Privacy and safety improvement of VANET data via a safety-related privacy scheme

Vehicular Ad-hoc NETwork (VANET) safety applications allow vehicles to exchange messages with surrounding vehicles periodically to improve the contextual awareness of the drivers about the driving environment which significantly enhances traffic safety. However, these messages usually contain sensitive information such as the Spatio-temporal information of each vehicle which might be exploited by malicious entities for various purposes (e.g. monitoring the vehicle for a long period and breaching the driver's privacy). Researchers have proposed different schemes to enhance the privacy level of drivers and their vehicles alike. However, most of the existing schemes have a negative impact on safety applications; they stop broadcasting messages for a period which increases the chance of accidents. In this paper, we propose a Safety-related Privacy Scheme (SRPS) that enhances both the privacy and safety of VANET safety applications by reducing silent periods without degrading the privacy level. While the vehicle continues monitoring neighbour vehicles if an accident is expected, it exits the silent period and starts sharing its location with its neighbour vehicles. The SRPS consists of two algorithms based on the status of the vehicle (i.e. silent vs. active). These algorithms use a multi-target tracking algorithm to search for an effective context to change pseudonyms and avoid potential accidents. Four simulators are used to implement SRPS. The latter has been compared with five pseudonym-changing schemes (PPC, RSP, CSP, SLOW, and CAPS). The simulation results indicate that SRPS achieves an efficient balance between security, privacy, and safety when compared to the other schemes.

Automated summary

Vehicular Ad-hoc NETwork (VANET) safety applications aim to enhance traffic safety by improving drivers' awareness of the driving environment.
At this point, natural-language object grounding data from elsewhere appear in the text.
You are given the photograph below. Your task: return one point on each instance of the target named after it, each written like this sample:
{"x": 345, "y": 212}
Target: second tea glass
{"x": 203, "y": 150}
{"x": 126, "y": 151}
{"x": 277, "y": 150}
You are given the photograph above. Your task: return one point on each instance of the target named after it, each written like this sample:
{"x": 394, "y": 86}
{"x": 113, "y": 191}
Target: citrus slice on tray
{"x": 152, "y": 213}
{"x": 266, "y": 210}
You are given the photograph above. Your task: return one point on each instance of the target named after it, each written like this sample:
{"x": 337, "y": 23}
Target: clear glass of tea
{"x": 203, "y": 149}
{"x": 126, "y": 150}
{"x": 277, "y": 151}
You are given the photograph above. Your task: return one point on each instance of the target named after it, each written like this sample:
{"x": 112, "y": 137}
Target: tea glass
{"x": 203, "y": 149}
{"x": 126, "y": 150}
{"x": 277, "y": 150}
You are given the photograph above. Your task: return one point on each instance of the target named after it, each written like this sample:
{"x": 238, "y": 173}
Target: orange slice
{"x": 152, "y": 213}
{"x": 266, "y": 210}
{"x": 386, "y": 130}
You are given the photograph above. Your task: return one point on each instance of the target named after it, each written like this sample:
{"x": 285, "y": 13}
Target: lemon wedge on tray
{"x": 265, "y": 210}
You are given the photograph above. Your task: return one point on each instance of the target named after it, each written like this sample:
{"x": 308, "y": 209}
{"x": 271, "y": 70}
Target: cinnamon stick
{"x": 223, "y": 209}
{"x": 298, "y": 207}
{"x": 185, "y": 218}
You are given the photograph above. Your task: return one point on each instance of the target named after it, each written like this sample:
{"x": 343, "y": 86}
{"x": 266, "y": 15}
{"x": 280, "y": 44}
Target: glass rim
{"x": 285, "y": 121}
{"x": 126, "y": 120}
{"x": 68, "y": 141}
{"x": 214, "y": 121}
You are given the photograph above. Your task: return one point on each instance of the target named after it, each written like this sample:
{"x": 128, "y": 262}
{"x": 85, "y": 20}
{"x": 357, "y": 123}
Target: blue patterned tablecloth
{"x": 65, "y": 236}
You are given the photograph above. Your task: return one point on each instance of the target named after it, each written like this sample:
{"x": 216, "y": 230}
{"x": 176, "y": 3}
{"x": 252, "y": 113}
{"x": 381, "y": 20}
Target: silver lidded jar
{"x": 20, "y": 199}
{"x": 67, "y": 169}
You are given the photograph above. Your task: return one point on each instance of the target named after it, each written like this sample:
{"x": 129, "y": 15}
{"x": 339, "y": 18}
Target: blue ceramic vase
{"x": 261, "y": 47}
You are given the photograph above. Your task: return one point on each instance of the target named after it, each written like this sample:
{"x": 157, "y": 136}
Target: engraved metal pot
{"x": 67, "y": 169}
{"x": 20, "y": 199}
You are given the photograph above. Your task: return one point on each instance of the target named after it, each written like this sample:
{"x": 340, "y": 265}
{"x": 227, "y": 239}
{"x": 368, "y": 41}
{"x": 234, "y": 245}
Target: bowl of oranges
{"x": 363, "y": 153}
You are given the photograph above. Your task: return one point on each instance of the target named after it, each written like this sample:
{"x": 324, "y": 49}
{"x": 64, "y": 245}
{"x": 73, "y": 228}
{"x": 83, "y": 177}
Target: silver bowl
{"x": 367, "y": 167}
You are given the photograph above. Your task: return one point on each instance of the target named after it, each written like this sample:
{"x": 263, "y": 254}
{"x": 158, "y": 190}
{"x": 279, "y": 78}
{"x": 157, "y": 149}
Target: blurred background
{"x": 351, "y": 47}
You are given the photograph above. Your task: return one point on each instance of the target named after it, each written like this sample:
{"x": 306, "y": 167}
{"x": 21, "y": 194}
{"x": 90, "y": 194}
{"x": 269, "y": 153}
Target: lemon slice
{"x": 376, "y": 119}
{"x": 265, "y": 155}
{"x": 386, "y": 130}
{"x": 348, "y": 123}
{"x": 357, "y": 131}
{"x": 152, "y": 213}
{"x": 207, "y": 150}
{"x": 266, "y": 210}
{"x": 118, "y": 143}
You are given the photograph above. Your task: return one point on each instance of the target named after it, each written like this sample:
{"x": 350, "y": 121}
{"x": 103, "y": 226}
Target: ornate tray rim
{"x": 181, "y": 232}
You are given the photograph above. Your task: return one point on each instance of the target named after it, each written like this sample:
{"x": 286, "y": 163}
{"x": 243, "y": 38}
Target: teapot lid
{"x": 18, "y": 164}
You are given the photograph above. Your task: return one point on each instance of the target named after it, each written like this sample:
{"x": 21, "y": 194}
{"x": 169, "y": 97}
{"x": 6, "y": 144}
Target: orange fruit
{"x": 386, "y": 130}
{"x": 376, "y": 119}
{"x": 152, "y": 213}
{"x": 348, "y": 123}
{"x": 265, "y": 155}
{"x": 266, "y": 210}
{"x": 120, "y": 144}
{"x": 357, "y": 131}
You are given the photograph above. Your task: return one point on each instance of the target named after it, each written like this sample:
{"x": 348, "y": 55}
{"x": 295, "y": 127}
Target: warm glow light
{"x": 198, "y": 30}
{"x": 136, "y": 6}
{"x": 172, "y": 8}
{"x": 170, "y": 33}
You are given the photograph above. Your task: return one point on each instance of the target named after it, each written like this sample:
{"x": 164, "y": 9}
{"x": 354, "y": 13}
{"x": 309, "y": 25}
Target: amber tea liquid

However, these applications often involve sensitive information that can be exploited by malicious entities. To address this issue, researchers propose a scheme that enhances both privacy and safety by reducing silent periods and using a multi-target tracking algorithm to change pseudonyms and prevent potential accidents. Simulation results show that this scheme achieves an efficient balance between security, privacy, and safety compared to other schemes.